I got up off the cot and pushed the door open to find a well-equipped bathroom with a shower stall, toilet, sink, mirror and vanity. Stacked on the countertop were folded clothes – trousers of a tightly woven slick material in dark blue, a pale lavender shirt with big cuffs and a leather vest with satin back and many pockets. Underwear, socks and new lace-up boots. Everything exactly as I had imagined it.
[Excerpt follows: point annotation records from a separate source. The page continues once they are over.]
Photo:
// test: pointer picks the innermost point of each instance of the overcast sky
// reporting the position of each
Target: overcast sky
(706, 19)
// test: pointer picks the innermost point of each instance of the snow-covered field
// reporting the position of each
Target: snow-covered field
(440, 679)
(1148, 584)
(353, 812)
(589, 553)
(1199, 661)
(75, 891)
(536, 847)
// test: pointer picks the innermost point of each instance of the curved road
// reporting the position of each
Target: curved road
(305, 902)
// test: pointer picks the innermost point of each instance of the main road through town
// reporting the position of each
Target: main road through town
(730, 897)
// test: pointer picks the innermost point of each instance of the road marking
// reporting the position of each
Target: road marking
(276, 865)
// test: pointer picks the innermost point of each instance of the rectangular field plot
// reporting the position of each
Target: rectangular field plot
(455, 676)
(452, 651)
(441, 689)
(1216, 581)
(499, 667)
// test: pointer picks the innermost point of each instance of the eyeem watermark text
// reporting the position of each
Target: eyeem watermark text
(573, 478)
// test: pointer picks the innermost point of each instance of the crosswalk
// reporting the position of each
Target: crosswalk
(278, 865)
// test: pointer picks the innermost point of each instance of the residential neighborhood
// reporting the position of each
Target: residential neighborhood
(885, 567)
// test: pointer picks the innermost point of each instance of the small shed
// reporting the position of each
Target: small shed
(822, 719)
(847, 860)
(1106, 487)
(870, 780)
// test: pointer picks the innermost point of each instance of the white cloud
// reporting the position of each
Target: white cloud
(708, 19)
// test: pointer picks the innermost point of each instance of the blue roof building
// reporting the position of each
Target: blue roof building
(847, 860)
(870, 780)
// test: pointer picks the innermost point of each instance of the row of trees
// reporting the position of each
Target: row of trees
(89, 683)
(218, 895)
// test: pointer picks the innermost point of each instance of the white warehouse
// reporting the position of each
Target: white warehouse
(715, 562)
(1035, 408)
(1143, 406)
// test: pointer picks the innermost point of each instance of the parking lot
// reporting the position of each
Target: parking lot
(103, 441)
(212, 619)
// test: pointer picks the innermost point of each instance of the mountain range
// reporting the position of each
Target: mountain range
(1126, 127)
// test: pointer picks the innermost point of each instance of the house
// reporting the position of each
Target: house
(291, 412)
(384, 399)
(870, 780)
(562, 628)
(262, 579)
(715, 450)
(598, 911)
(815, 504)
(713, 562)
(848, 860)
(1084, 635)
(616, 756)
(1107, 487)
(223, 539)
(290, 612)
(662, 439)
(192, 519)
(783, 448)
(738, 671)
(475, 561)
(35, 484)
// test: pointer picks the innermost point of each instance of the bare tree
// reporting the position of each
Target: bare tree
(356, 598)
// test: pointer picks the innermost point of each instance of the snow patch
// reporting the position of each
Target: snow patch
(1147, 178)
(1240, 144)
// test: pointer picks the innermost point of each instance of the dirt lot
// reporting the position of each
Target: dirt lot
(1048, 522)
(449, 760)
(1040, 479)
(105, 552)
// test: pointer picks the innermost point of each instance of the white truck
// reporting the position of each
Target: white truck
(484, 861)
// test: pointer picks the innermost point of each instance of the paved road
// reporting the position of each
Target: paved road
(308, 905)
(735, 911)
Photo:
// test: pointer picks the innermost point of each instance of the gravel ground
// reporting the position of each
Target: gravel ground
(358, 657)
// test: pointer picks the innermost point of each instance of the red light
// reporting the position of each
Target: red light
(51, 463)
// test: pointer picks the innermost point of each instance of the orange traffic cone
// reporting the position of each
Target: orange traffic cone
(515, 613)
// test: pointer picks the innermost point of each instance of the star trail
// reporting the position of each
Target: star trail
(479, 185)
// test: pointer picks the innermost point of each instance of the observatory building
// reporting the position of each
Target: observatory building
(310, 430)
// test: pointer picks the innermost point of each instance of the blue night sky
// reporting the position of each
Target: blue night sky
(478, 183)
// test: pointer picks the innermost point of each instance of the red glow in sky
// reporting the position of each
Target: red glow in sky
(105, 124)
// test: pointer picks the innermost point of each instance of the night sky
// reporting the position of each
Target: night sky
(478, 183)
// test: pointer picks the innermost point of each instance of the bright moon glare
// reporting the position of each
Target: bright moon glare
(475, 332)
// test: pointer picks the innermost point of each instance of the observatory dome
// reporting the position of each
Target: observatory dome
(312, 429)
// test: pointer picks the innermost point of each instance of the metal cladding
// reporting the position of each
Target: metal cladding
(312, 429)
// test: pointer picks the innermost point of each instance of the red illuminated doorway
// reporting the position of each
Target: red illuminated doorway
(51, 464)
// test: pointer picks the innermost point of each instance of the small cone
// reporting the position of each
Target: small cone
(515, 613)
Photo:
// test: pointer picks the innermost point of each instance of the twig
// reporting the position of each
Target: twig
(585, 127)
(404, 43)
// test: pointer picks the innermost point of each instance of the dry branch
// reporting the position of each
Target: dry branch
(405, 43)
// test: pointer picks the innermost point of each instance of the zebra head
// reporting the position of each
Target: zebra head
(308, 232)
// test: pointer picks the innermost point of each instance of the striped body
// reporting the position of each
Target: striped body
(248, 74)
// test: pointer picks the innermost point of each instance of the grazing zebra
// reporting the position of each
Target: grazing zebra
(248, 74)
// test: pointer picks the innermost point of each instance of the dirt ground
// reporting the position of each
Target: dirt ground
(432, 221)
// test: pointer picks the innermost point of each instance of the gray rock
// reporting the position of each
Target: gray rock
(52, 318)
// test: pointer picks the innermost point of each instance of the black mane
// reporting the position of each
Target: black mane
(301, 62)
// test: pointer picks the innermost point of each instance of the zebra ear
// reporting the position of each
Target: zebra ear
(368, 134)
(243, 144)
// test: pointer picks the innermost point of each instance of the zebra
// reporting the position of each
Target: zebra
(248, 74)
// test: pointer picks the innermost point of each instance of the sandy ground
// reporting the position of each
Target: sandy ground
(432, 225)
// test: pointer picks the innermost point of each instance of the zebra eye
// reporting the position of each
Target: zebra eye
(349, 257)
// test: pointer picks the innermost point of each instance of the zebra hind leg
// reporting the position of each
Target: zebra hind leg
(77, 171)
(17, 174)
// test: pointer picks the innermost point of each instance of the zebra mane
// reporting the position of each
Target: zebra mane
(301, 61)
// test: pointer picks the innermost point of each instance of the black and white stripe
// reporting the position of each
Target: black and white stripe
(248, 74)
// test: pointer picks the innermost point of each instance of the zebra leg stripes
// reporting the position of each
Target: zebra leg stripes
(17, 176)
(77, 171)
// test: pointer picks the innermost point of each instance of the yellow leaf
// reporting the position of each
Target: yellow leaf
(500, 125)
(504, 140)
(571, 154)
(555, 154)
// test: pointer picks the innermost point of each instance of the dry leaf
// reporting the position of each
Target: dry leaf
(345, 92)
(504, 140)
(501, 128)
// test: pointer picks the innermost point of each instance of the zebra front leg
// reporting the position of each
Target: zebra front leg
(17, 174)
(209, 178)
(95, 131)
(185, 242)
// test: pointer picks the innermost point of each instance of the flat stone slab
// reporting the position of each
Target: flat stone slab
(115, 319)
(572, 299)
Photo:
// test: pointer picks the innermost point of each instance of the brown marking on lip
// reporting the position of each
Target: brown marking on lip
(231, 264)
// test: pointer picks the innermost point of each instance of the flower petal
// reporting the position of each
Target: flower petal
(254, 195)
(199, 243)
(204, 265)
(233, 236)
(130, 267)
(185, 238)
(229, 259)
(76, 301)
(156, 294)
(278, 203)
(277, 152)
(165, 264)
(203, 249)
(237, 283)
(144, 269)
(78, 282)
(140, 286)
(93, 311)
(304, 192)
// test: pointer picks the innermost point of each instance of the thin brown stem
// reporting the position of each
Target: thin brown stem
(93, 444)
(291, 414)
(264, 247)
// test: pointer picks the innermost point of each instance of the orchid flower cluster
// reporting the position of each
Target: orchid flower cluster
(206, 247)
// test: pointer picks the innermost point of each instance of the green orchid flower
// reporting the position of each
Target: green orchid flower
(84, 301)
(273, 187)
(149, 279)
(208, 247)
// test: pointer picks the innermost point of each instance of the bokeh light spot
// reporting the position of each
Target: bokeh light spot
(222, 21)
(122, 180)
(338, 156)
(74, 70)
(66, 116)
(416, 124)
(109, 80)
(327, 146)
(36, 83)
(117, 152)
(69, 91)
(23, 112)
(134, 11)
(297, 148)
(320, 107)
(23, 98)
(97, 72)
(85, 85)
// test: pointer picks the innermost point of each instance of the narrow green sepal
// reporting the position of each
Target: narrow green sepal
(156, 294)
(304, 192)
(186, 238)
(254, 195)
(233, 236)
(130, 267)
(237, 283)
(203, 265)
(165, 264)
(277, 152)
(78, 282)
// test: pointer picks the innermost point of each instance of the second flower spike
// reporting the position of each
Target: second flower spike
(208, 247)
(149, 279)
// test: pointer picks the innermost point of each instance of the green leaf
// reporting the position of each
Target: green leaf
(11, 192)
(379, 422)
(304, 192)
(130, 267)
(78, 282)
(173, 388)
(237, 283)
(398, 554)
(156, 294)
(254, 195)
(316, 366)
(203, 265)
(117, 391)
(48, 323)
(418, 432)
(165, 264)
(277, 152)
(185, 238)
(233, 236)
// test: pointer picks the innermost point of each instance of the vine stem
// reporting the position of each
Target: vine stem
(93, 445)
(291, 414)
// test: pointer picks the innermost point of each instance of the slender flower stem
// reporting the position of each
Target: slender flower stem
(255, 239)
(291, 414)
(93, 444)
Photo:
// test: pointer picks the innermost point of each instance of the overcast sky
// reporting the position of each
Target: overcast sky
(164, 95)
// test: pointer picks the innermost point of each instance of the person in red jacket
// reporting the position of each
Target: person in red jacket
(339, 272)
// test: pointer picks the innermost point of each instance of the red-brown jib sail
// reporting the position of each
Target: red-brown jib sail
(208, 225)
Next to the clothes and towels was soap and shampoo for my hair. I didn’t waste any time, I jumped in and turned it on expecting cold water after all these thousands of years but the plumbing still worked. Steamy hot water cascaded down in pulsating waves that massaged my muscles. I groaned in sublime relief and enjoyed every moment standing under it until my skin wrinkled. When I emerged from behind the frosted glass doors, Laioli was waiting by a table that was set with trays of food steaming hot and smelling delicious. I wrapped a towel around my waist and stood over it.

Mashed mounds that look like potatoes, meet with bloodied gravy and bread so white it made me drool. A salad filled with every imaginable vegetable and dressed with a spicy honey mustard I could smell without tasting. I looked at him.

“How is this possible? To keep food fresh and preserved for all this time?”

“Part of it was flash frozen and stored in stasis pods,” he explained. “It preserves them as if they were only picked yesterday.”

“Did you – can you do that to people, too?” I asked in horror.

“No. Although we have the technology to do the freezing, we do not know how to thaw out the bodies without gross cellular damage. The few results I’ve found in our databanks were complete failures. Gross failures.”

“I left two of my horses out in the park. Is there someplace in the city I can stable them with food and water?”

“There is a riding complex on 12th Street and Rieterhof. There are facilities there,” he said and before my eyes, map appeared with a dot that I read as ‘You Are Here’. It showed me the route from the battery to the stables and back to the horses.

I nodded my thanks, dried off and dressed only to snatch three slices of meat between two pieces of bread I made on the run. I was more eager to place the horses into safety than to worry about my own.